This week we have a guest post by Rosanna Tamburri, a frequent contributor to University Affairs who attended a session at the Canadian Science Policy Conference last week.
Is a PhD really a waste of time? This was the question that a panel at the Canadian Science Policy Conference held in Toronto from Nov. 20 to 22 was asked to consider. Since all of the panelists had a PhD, with the exception of one who was a doctoral student, it was little surprise that they all agreed that no, it wasn’t a waste of time at all.
Yes, the panelists acknowledged, it’s true that the number of Canadians under the age of 35 holding tenure track positions had dropped to 12 percent in 2005 from 35 percent in 1980. And yes, only 15 percent of PhD graduates in some fields will land a tenure-track job, according to one survey. And yes, PhD enrollments have ballooned over the past decade. David Gallo, a PhD student at the University of Toronto and organizer of the panel, summed the situation up nicely, although perhaps with a bit of understatement, when he said: “This leaves a problem for me and people like myself.”
Still, most of the panelists chose to look on the bright side. PhDs will continue to drive the knowledge economy and lead innovation, said Avrum Gotlieb, U of T’s interim vice-dean of graduate and life sciences education. He noted how lucky Canada has been to have had the benefit of the knowledge and skills of PhD-trained researchers to see us through the HIV-AIDs crisis, the SARS epidemic and, more recently, the outbreak of the H1N1 flu virus. And where else but within academia do young researchers have the freedom to pursue whatever idea or problem they wish?
A PhD is a partnership, he said. Institutions have a responsibility to provide the best education possible. Students have a responsibility to maximize the benefits of that education whether that be within academia or not. It’s simply not realistic to expect universities to turn out job-ready graduates, he added. It should be up to employers to do that through on-the-job training.
Doctoral training provides students with the knowhow to generate and analyze data, and the ability to think critically – skills that can be transferred to jobs outside academia such as research scientists at pharmaceutical companies, research institutes and biotech firms, said Trevor Moraes, assistant professor of biochemistry at U of T. These skills are also transferable to positions within business and policy making roles, he said.
“I get a request a least once a week from either health agencies or companies looking for PhD-trained individuals with business or real-world acumen,” said Zayna Khayat, director of development at the International Centre for Health Innovation at Western University’s Ivey School of Business. “There are people who need you but don’t know how to find you,” she said.
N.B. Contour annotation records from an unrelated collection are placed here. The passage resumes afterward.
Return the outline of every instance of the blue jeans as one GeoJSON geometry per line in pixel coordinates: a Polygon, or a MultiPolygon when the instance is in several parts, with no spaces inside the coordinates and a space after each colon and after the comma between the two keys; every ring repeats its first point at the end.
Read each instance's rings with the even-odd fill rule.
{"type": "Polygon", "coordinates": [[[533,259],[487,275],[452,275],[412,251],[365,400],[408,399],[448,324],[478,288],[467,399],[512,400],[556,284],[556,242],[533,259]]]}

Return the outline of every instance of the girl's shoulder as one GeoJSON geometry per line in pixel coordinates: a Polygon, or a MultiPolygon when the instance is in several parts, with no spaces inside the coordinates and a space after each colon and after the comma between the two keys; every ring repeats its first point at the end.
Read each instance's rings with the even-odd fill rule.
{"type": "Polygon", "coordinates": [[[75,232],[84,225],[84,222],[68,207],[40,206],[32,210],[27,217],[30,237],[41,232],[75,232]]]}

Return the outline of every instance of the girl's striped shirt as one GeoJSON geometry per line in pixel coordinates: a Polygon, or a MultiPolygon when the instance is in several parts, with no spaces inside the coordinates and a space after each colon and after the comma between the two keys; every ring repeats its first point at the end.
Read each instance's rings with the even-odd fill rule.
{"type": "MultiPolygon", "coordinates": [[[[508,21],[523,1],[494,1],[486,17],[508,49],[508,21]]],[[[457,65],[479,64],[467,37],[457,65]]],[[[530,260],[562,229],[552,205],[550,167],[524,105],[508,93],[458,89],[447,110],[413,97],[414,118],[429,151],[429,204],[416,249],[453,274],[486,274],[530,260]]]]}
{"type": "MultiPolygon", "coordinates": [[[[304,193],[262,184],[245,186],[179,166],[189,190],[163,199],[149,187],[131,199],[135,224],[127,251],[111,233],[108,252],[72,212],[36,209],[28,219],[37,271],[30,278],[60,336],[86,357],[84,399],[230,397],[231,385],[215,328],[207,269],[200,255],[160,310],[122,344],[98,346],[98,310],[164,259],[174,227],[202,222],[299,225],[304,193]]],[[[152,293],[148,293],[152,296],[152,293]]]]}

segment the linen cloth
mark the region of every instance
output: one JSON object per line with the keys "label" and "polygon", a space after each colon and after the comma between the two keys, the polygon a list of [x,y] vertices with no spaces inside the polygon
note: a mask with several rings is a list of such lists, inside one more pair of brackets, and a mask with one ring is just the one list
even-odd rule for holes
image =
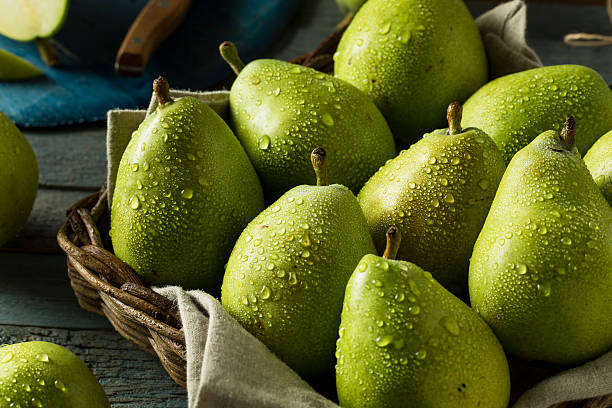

Or go out and create your own job, suggested Ivan Waissbluth, chief development officer at ScarX Therapeutics, a Toronto biotech start-up. “For that level of pressure, you can do better in the private sector,” he advised.
But to do any of these things, the audience repeatedly heard, a PhD is necessary but not sufficient. To be really marketable, students also need to know how to communicate effectively and how to network. They need to show creativity and leadership and possess other so-called soft skills, which universities are trying to foster through professional development programs. Universities are increasingly incorporating this type of training within PhD programs, said Dr. Gotlieb. They are also encouraging students and faculty members to work in teams and trying to find ways to curb long PhD completion times.
Which is all well and good. But missing entirely from the discussion was any talk about the high attrition rates in PhD programs, even within science disciplines. No one raised the possibility of universities lowering PhD enrolments. Only Dr. Waissbluth suggested that schools have an obligation to tell prospective students that their chances of getting a tenure-track job are low.
And if only a small minority of graduates end up working within academia, why does the culture, the curriculum and the entire orientation of doctoral programs still train people for that job, asked Peter Milley, a PhD candidate at Queen’s University, who was among the audience. “There’s a complete disconnect,” he said. Mr. Milley, who started his PhD after a 30-year career as a management consultant, asked why universities even bother having students like him, who have no intention of pursuing an academic career, work as a TA. “There are other things that people with expertise coming in later in their careers can contribute and schools are missing an opportunity in not taking advantage of that,” he said.
Change is coming though, Dr. Gotlieb assured everyone. “The die is cast,” he said. “We’re going to move forward.”
Maybe so. But like the PhD degree itself, professional development workshops and good intentions are necessary but hardly sufficient to fix this problem.